Have you heard this expression, “Link building is the most difficult part of SEO!”? We’ve heard this so many times and we even believed it a while ago. But Link Building doesn’t have to be hard. Reinventing the wheel is just a loss of time and resources but improving it a bit with some new spokes will make it run faster.

I am pretty sure you are just waiting for the magic recipe but there is no magic in here; it is just hard work and good methods. Below, I’m going to share with you a method which I am using successfully for many years.

Analyze your competitors’ backlinks

Think of link building as any other business strategy. The question is how can you find a working business strategy? Now, here comes the method – Study over your (fortunate) competitors! I feel like you’ve already got the idea – look where your competitors have created inbound links and try to get on those websites’ links pointing back to your website. Got it?

If your competitors have got this advantage of ranking higher in Google search they have got some really good inbound links as PR and the position in SERP are very dependable on those off site SEO factors like inbound links.

How to find out which websites are linking to your competitors?

If you’re an SEO professional reading this article, you might already know it. If you’re not, then pay attention to the following.

To find out who’s linking to your competitor’s website, type in Google:

link:www.yourcompetitorwebsite.com

Of course .com is replaceable with .net, .org, .us, etc.

The results will show you who’s hosting a link to your competitor. The number of those links will also give you a clue on the power of your competitors – many websites = strong Google authority, good Google PageRank and a good position in SERP. Hey, but this is what you want, isn’t it? Cool, so we are going to produce some results here.
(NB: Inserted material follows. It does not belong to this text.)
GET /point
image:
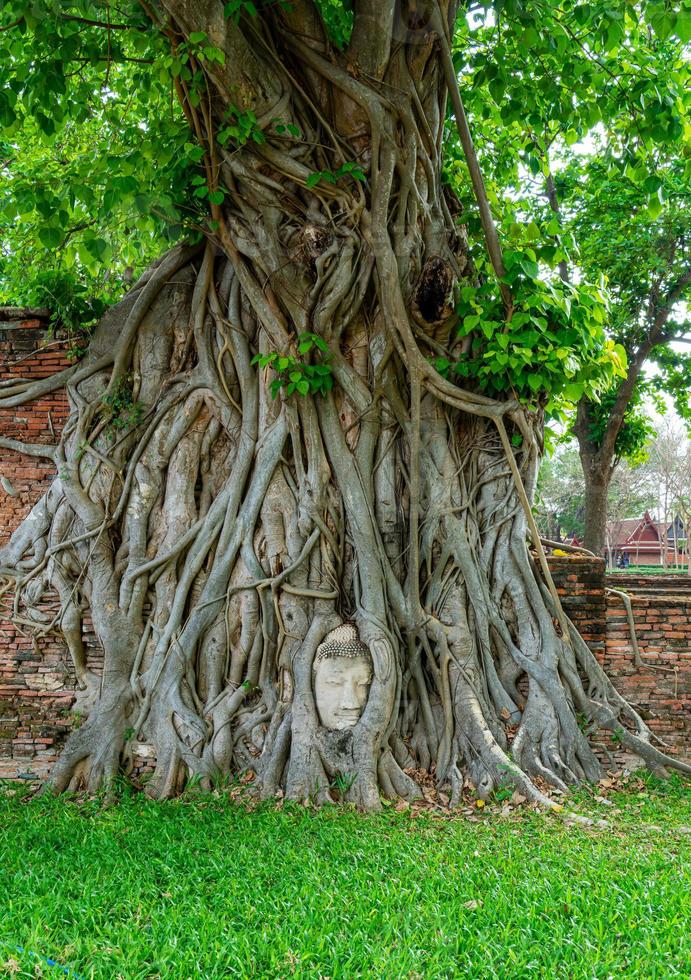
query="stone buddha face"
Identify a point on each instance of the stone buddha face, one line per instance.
(342, 678)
The next step is to go and ask those websites if they can give you a link in their blogroll or if there is just a simple website and not a blog, if they can offer you an advertising space. Don’t accept a link on pages built for links – resources pages are just useless – they probably have already tons of links on those pages. Ask for a link on a page with less external links. Those pages with many external links generally have a bad reputation and will not pass you much authority or PR juice. The best place for a link is into the copy of the website – E.g. blog article. Also remember, link building based on reciprocal links is not really a good method.

Soliciting backlinks

Here is an example of a short but straight, to the point email you can send to those website owners when asking for a link:

Dear X,

We just found your website, which is very interesting and because we are talking about the same subjects on our website, we will be more than happy if you can include our website into your blog roll.
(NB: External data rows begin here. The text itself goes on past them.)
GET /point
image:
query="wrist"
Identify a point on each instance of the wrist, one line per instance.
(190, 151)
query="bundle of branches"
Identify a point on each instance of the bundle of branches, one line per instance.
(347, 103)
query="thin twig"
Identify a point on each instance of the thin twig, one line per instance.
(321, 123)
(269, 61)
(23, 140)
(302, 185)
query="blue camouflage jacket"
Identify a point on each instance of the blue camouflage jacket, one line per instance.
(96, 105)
Also we have a great deal of writing useful advices so if possible we can help you with some guest writing.

Our website/blog is www.mywebsite.com

Looking forward to hearing from you.

Best regards,

Your Name

Guest posting

From within all of those possible methods of getting a backlink, I recommend guest writing as it is a very useful method of catching new inbound links. It’s free and you will get a do-follow link to your website. Also if your writing is excellent you’ll get for sure a lot of traffic. And there is another thing – the site-wide links (blog roll links) aren’t that good or can sometimes even hurt your rank but a link back placed into the body text of a website will give you only benefits.